Her kim ki hüsn-i niyeti suistimâl eyler,
Bilsin ki o kimse kalb-i insânı heder eyler.
Bir gönül ki safiyetle kapısını açmış,
Aldanırsa bir kere, ebedî kapar olmuş.
İyilik bir cevherdir, nâdir bulunur,
Kadrini bilmeyen elinde zehir olur.
Sen ki menfaat uğruna o cevheri çaldın,
Hem kendin zelil oldun, hem âlemi yaktın.

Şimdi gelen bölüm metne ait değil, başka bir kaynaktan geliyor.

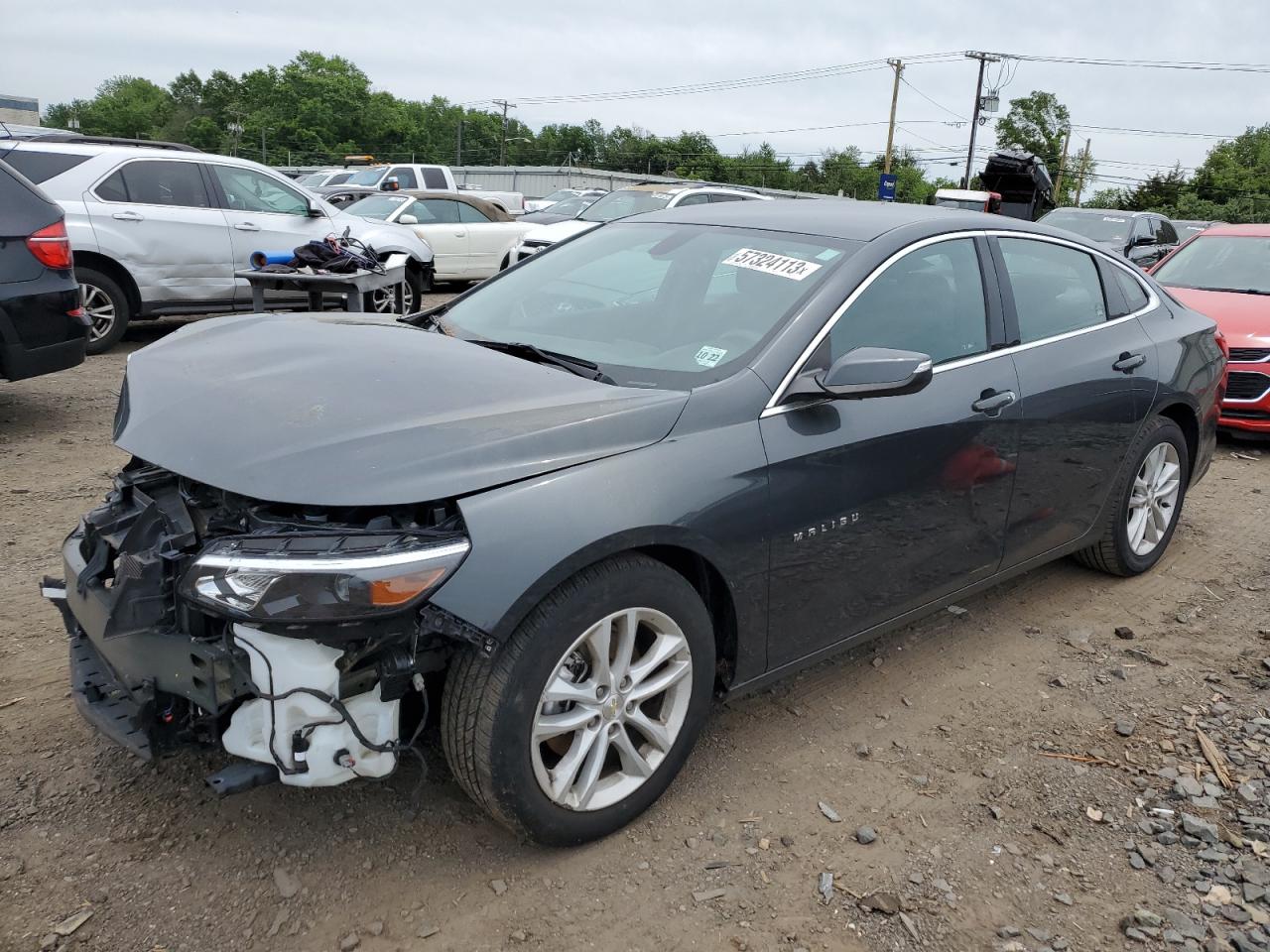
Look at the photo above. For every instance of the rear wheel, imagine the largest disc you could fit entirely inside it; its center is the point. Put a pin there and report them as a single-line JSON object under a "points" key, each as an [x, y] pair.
{"points": [[587, 714], [107, 306], [1147, 503]]}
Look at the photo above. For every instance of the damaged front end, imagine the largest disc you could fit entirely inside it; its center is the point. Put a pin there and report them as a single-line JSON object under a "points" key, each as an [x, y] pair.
{"points": [[287, 634]]}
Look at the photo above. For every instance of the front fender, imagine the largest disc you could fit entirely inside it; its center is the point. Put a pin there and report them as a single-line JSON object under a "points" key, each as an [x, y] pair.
{"points": [[703, 492]]}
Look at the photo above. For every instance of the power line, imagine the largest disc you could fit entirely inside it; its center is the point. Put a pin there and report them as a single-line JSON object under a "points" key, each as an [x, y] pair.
{"points": [[1146, 63], [724, 85]]}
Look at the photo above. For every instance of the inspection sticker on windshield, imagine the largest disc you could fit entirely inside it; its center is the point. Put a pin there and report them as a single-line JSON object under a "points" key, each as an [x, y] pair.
{"points": [[769, 263], [710, 356]]}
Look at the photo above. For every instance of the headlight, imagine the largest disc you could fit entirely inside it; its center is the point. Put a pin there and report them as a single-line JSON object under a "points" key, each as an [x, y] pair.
{"points": [[318, 578]]}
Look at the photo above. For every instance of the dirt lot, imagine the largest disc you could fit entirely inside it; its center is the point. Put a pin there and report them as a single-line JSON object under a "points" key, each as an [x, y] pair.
{"points": [[939, 738]]}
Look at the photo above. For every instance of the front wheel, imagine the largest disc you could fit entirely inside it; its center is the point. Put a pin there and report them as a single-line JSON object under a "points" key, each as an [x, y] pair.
{"points": [[585, 715], [1147, 503]]}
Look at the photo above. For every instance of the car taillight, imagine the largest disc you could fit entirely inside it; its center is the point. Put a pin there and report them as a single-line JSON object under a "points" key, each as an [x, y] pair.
{"points": [[53, 246]]}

İnsân-ı kâmil, emânetle yaşar,
Güveni kırılan, bir daha asla açar mı?
Senin kurnazlığın, bir anlık galebe,
Lâkin neticesi, bin yıllık hicâb olur.
Her suistimâl, bir kilit vurur gönüllere,
Her hıyânet, bir perde indirir semâlara.
Bir daha kim inanır?
Bir daha kim el uzatır?
İyiliğin kapısı kapanınca, fesat meydan bulur.

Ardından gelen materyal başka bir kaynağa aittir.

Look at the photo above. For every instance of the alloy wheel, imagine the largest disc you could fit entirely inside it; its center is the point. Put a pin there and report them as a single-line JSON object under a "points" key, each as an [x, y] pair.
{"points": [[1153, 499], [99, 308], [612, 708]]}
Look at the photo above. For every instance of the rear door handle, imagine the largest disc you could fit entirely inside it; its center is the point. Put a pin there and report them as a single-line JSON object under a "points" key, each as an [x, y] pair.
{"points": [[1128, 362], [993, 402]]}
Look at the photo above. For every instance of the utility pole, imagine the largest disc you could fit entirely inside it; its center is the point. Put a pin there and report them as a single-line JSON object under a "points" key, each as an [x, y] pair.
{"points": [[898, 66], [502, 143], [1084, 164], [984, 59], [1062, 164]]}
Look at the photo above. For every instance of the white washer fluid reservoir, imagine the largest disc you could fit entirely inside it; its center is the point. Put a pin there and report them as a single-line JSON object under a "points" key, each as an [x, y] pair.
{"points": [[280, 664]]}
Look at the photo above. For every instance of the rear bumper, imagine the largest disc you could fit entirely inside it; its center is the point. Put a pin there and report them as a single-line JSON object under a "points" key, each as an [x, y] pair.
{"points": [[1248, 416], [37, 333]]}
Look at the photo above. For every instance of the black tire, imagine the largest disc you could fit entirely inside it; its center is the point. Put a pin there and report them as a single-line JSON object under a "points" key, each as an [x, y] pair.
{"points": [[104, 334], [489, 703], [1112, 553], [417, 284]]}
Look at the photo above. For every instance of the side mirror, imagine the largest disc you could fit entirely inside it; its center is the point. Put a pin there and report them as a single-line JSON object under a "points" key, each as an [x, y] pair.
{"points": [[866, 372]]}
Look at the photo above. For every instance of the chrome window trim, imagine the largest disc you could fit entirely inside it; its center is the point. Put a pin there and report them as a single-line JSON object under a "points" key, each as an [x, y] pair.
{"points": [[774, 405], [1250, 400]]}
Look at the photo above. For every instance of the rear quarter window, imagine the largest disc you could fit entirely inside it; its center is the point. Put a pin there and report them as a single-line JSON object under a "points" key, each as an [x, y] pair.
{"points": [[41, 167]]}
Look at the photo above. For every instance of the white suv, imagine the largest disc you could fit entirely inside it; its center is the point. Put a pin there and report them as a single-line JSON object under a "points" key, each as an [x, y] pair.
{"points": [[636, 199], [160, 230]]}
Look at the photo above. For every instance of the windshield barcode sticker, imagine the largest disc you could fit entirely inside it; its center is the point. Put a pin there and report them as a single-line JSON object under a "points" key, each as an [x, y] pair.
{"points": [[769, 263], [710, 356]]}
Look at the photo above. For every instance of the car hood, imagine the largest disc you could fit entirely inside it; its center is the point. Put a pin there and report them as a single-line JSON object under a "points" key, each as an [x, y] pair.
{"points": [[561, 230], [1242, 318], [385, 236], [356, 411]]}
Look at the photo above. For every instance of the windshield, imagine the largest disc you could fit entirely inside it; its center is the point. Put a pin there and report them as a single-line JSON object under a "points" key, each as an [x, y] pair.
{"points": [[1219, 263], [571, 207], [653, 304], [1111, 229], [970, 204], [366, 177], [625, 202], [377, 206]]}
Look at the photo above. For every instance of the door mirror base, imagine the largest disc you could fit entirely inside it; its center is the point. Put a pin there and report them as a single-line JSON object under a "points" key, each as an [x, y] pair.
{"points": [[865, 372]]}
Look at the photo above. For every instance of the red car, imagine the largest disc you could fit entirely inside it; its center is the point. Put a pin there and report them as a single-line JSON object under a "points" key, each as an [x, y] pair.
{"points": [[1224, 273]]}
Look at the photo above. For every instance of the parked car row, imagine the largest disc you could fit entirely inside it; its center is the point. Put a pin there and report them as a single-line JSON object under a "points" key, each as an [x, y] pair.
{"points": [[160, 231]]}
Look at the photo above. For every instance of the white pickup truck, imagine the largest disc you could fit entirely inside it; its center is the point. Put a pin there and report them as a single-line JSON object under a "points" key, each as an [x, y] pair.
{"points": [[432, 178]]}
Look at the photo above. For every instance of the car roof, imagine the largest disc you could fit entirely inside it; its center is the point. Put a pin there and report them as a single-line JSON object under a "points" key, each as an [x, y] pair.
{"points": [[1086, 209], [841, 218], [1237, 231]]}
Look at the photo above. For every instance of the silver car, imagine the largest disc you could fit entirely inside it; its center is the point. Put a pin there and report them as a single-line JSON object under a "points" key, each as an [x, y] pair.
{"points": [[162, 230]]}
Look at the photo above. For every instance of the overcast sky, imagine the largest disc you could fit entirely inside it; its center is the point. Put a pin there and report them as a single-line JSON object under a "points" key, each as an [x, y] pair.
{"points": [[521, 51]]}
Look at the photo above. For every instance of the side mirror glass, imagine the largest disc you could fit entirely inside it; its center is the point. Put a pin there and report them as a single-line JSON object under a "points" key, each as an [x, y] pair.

Ey nâmerd! Bil ki saf kalbi istihzâ eden,
Aslında kendi âkıbetini mühürleyen.
Hüsn-i niyet bir deryâdır,
Sen onu kirlettin mi, bütün sefîne batar.
Unutma ki ihânet, sahibine döner,
Sefil eden sefâletle kendi canını söner.
Bir gönül kırdın mı, bin rahmet eksilir,
Bir emânete hıyânet ettin mi, gökler bile titrer.
Ey gafil!
Zannetme ki kazandın,
İnsanın güvenini çiğneyerek yüceldin.
Sen aslında kendi kabir taşına yazdın:
“İyiliği öldüren, iyilikten mahrum kaldı.”